Hindutva is no longer a primarily domestic project: it has become one of the world’s most globally embedded far-right movements. Fusing majoritarian ideology with neoliberal governance, diaspora lobbying networks and digital surveillance capitalism, the BJP–RSS ecosystem now shapes culture-war politics and geopolitical alignments far beyond India. This essay maps Hindutva as a transnational form of twenty-first-century fascism, and what confronting it demands from the left worldwide.

Introduction

Fascism no longer arrives in uniformed battalions; it emerges through digital ecosystems, diaspora networks, global capitalist infrastructures and civilisational identity myths.

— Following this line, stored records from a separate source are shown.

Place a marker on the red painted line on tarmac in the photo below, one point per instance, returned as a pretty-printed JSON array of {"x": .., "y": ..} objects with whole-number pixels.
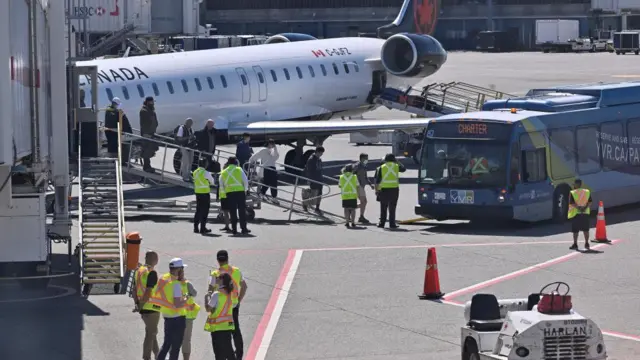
[
  {"x": 518, "y": 273},
  {"x": 268, "y": 312}
]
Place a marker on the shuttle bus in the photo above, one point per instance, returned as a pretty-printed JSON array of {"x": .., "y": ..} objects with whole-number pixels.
[{"x": 518, "y": 158}]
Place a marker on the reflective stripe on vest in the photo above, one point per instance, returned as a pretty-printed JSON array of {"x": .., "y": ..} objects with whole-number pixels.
[
  {"x": 221, "y": 319},
  {"x": 192, "y": 309},
  {"x": 389, "y": 172},
  {"x": 581, "y": 198},
  {"x": 162, "y": 296},
  {"x": 349, "y": 186},
  {"x": 232, "y": 179},
  {"x": 479, "y": 166},
  {"x": 200, "y": 182}
]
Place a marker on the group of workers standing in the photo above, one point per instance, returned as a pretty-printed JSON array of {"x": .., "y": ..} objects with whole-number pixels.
[{"x": 172, "y": 297}]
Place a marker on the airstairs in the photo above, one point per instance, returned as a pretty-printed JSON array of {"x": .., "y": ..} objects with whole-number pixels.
[
  {"x": 290, "y": 197},
  {"x": 440, "y": 99},
  {"x": 101, "y": 223}
]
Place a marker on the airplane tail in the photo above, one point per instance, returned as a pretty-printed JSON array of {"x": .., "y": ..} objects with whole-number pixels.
[{"x": 415, "y": 16}]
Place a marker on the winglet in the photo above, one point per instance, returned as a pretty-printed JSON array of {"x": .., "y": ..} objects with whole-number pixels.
[{"x": 415, "y": 16}]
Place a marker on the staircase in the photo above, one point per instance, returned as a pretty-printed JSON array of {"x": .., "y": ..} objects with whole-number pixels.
[{"x": 101, "y": 223}]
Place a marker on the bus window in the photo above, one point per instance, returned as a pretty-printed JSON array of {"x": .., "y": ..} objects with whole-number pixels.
[
  {"x": 534, "y": 165},
  {"x": 588, "y": 149},
  {"x": 633, "y": 135},
  {"x": 612, "y": 146},
  {"x": 563, "y": 160}
]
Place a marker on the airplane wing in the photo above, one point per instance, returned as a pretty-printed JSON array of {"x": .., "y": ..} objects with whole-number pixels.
[{"x": 327, "y": 127}]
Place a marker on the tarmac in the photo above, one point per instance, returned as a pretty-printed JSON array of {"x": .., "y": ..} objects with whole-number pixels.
[{"x": 320, "y": 291}]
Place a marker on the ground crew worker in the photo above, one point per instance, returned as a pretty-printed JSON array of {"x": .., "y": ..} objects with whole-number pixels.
[
  {"x": 348, "y": 184},
  {"x": 192, "y": 310},
  {"x": 220, "y": 320},
  {"x": 172, "y": 302},
  {"x": 579, "y": 210},
  {"x": 202, "y": 181},
  {"x": 238, "y": 293},
  {"x": 234, "y": 183},
  {"x": 146, "y": 279},
  {"x": 387, "y": 180}
]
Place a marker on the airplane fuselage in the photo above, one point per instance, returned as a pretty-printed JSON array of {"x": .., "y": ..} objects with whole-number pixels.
[{"x": 312, "y": 80}]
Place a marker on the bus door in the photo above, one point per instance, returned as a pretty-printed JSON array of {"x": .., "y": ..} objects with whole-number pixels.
[{"x": 533, "y": 190}]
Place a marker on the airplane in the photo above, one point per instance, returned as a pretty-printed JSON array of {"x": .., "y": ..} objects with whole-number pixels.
[{"x": 287, "y": 89}]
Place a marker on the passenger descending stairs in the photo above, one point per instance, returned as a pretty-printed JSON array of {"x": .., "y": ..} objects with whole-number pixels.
[{"x": 102, "y": 258}]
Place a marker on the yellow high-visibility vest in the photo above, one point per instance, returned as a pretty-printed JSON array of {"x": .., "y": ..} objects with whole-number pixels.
[
  {"x": 232, "y": 179},
  {"x": 192, "y": 309},
  {"x": 581, "y": 198},
  {"x": 390, "y": 176},
  {"x": 221, "y": 318},
  {"x": 200, "y": 183},
  {"x": 349, "y": 185},
  {"x": 162, "y": 296}
]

Hindutva (long misread outside India as a primarily domestic nationalist project) is today one of the most globally embedded and internationally consequential far-right movements in the world. Its ideological foundations draw on European fascism; its contemporary consolidation is inseparable from neoliberal capitalism and surveillance technology; and its geopolitical ambitions and transnational propaganda networks position it at the centre of a global right-wing realignment.

Across the United States (US), Europe, Israel, the Gulf, and increasingly Africa, the BJP-RSS combine collaborates with right-wing Christian nationalists, Zionist movements, anti-Muslim think tanks, tech corporations, and diaspora lobbying groups to carry Hindutva’s culture-war politics into Western legislatures, school boards, media spaces and foreign policy debates. The ‘Howdy Modi’ mega-rally with Donald Trump, the Overseas Friends of the BJP’s role in mobilising diaspora disinformation campaigns during the 2020 and 2024 US elections, the lobbying of the Hindu American Foundation (HAF) on Capitol Hill, the RSS–Likud ideological affinity in India–Israel relations, and Hindu nationalist pressure groups in the United Kingdom (UK) targeting Labour politicians, all reveal a movement that is not simply reshaping India, but also actively reshaping global far-right politics.

This essay examines Hindutva not just as a local authoritarian turn but as a global case study in twenty-first-century fascism, a project rooted in transnational networks, legitimised by neoliberal governance, amplified by diaspora infrastructure, and enabled by digital surveillance capitalism. Its ideological, geopolitical, ecological, and civilisational implications extend far beyond India, offering lessons for activists and left movements confronting the far-right worldwide.